Books are evaluated on a scale of 1 to 5, with 1 meaning “needs improvement” and 5 meaning “outstanding”. “0” indicates not applicable. This scale is strictly to provide a point of reference, it is not a cumulative score and does not reflect ranking.

Structure and Organization: 5
Grammar: 5
Production Quality and Cover Design: 4
Plot (if applicable): 5
Character Development (if applicable): 5

Judges Commentary
“Judge, Writer’s Digest Self-Published e-Book Awards”

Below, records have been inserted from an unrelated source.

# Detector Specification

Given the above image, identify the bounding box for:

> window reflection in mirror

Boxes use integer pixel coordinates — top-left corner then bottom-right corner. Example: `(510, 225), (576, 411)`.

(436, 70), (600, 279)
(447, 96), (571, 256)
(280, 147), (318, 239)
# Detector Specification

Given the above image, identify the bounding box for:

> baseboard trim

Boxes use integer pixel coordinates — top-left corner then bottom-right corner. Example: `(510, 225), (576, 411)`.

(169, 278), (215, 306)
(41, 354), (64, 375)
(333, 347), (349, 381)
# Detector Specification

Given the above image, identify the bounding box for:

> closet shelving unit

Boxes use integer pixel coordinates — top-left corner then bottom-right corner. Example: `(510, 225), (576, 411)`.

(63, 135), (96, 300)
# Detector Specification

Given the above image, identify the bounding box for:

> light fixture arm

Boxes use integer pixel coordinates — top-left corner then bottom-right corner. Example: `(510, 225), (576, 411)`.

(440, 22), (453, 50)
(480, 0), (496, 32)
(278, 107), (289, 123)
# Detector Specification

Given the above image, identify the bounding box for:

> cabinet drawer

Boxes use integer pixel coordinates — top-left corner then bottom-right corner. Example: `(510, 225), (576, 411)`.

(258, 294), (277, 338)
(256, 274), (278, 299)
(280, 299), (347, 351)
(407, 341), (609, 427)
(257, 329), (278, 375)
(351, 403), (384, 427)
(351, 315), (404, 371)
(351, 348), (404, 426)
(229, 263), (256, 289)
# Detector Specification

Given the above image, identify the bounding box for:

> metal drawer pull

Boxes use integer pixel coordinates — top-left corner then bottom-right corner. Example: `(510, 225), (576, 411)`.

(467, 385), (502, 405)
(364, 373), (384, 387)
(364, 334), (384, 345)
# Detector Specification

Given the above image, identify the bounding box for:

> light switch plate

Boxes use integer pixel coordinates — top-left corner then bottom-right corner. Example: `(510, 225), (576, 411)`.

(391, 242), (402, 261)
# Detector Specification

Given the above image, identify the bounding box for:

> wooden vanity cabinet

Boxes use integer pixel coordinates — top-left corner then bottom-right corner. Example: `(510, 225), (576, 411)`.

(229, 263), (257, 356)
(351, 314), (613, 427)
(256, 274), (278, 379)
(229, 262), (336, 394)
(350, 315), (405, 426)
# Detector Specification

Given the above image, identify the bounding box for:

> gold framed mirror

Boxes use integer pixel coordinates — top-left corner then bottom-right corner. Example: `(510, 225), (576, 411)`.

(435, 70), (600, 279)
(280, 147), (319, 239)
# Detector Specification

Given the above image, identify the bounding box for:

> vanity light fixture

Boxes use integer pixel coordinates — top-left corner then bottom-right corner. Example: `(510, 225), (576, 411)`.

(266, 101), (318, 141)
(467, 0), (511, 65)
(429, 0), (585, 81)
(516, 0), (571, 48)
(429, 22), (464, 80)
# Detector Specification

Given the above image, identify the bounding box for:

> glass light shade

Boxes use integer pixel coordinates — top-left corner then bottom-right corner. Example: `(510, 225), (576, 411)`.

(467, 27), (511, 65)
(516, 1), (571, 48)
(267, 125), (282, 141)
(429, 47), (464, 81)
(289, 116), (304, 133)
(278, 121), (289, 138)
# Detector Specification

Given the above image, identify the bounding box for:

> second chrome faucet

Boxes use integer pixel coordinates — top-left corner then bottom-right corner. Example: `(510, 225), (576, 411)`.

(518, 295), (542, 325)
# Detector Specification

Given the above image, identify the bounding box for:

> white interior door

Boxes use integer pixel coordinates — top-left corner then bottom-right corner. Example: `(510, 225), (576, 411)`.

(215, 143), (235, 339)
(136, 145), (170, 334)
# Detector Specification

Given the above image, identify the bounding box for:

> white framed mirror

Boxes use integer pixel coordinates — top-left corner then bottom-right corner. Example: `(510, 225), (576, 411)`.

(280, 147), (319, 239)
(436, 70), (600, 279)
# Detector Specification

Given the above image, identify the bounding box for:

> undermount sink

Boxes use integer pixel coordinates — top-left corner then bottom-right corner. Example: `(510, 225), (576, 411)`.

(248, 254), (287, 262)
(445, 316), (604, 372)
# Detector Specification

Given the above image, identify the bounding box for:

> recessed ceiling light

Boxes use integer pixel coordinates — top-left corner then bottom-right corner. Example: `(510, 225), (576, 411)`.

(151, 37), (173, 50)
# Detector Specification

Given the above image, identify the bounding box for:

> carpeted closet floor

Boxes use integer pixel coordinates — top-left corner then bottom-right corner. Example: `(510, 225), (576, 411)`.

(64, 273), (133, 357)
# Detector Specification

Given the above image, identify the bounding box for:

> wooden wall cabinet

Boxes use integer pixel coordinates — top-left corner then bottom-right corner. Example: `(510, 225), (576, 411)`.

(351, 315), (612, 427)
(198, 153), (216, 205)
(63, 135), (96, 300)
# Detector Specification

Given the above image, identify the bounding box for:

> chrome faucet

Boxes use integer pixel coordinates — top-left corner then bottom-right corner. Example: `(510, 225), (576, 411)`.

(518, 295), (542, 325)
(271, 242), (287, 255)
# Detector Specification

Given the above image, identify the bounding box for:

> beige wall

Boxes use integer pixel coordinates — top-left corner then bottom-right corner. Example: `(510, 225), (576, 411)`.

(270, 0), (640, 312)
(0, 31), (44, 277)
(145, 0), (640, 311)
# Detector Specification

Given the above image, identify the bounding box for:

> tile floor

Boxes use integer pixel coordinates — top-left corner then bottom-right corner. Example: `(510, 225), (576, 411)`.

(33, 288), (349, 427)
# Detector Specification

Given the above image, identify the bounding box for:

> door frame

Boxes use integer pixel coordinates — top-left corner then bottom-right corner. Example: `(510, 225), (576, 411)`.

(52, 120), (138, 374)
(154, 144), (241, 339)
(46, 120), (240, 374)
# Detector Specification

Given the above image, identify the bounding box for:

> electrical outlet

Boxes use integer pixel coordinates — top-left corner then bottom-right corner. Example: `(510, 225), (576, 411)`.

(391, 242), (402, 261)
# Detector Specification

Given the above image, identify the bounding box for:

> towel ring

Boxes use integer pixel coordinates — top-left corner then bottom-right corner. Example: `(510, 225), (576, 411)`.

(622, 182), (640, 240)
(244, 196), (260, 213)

This book is an impressive combination of legal and detective genres with plenty of grit, action, mystery, drug cartels and personal and professional relationships that may not be what they seem. The main character is Sonny Kalup (interestingly, his name is based on a real person and former NAVY SEAL and hero) who is a former DEA agent and currently with the US Attorney’s office in Tampa. Twelve years ago, he was shot in Columbia by a drug cartel enforcer named Fernando Cruz during an undercover drug bust. Fast forward to now when Sonny becomes involved when an important drug smuggling case ends up in the DEA’s lap and Fernando Cruz is the key player. Sonny makes no secret of his wish to get his pound of flesh from Fernando for the past shooting. Then Cruz ends up dead while in custody. When Sonny’s wife is murdered and Sonny is framed for it, a web of lies, power and betrayal must be untangled to exonerate him. He hires Louis Ingram, a high profile criminal defense attorney who wants Sonny to accept a plea deal, given the mountain of evidence against him, but Sonny will not cop to a crime he didn’t commit. The trial plays out through several twists and turns of players, evidence, motives and legal proceedings. The characters in this book are distinct, well-developed and their roles in law enforcement and legal proceedings are believable and realistic. The rollercoaster of emotions of Sonny throughout the story feel authentic and relatable. The story is fast-paced but in a good way. None of the characters feel stereotypical or like caricatures, two traps that too many authors fall into, particularly with law enforcement officers. There were enough subplots and potential suspects to make it interesting, but not so many as to be distracting or for the reader to cry foul, all the clues are there, but you have to pay attention. Overall the book was done extremely well, particularly the court proceedings, a la John Grisham and Steve Martini. Even if I had not already been a fan of this genre, I would have enjoyed this great job and would definitely recommend.